Well, I was going to write up some info on the Goldsmith/Salmon hierarchy building algorithm, but the RT News buffer was filled almost immediately and I haven't done it yet. However, there was this from Jeff Goldsmith, about his earlier paper (IEEE CG&A, May 1987):

If you are going to spend some time and effort on automatic tree generation stuff (Note: paper 2 is almost done--mostly talks about parallelism and hypercubes, but some stuff on trees as well--mostly work heuristics that include primitives and so on) I'd like to hear some thinking about the evaluation function. Firstly, it's optimized for primary rays. That turns out to be an unfortunate choice, since most rays are secondary rays. We've come up with a second order correction that is good for evaluating trees, but turns the generation algorithm into O(n log^2 n). We've not played around with it enough to tell whether it works. If you have some thoughts/solutions, that would be nice. Another finding on the same vein that is much more important is: the mean (see next note) seems to be reasonably close, but sigma is very high for the predictions vs. actual tries. This wasn't important (actually, wasn't detected) on a sequential machine, but became crucial on a parallel machine. Some of the variation is due to our assumption/ attempt at view direction independence. (Clearly, stuff in back is not checked for intersection much.) I don't know whether that is all of it--we get bizarre plots of this data. If you have any thoughts on how to make a better or more precise evaluation function, I'd really like to hear the reasoning and perhaps steal and use the results. Oh, the promised note: The mean is only correct if the highest level bounding volume (root node) is contained completely within the view volume. If it isn't, the actual results end up proportional to the predicted ones, but I haven't worked out the constant. (It shows up on our graphs pretty clearly, though.)

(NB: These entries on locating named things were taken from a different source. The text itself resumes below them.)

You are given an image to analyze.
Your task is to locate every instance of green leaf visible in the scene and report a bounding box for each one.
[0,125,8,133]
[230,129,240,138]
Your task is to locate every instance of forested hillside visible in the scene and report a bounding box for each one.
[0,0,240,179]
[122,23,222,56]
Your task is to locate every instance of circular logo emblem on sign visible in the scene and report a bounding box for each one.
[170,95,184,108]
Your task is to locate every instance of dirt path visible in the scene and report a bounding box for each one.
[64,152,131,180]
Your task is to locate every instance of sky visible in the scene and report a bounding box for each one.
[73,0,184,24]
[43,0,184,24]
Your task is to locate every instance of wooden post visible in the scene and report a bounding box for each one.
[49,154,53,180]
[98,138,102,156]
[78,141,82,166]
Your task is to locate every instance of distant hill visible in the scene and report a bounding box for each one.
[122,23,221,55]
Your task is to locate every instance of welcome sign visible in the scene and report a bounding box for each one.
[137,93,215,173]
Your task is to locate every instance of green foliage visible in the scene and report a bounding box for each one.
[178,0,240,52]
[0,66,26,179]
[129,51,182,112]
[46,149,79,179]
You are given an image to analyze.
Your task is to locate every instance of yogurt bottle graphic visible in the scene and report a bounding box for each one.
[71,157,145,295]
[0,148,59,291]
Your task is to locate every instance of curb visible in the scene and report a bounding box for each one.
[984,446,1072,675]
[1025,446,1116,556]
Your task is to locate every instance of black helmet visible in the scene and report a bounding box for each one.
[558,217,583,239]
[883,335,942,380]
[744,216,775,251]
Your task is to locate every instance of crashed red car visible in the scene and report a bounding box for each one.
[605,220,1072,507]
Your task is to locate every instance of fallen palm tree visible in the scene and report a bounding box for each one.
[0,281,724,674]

The second part of the algorithm is the builder. I'm not convinced that it is a very good method at all, but it met the criteria I set up when trying to decompose trees--O(below n^2) and reasonably local (I was trying to use simulated annealing at the time.) Some other features were environmental; some were because I couldn't think of a better way. In no sense am I convinced that the incremental approach or the specific one chosen is best. I'd like to hear about that, too.

The only part I really like about the whole thing is the general approach of using heuristics to guess at some value (rated in flops eventually) and then trying to optimize that value. Beyond that, I think there is a whole realm of computational techniques waiting to be used to approximately solve optimization problems. I'm really interested in other work done in that direction and especially results regarding graphics.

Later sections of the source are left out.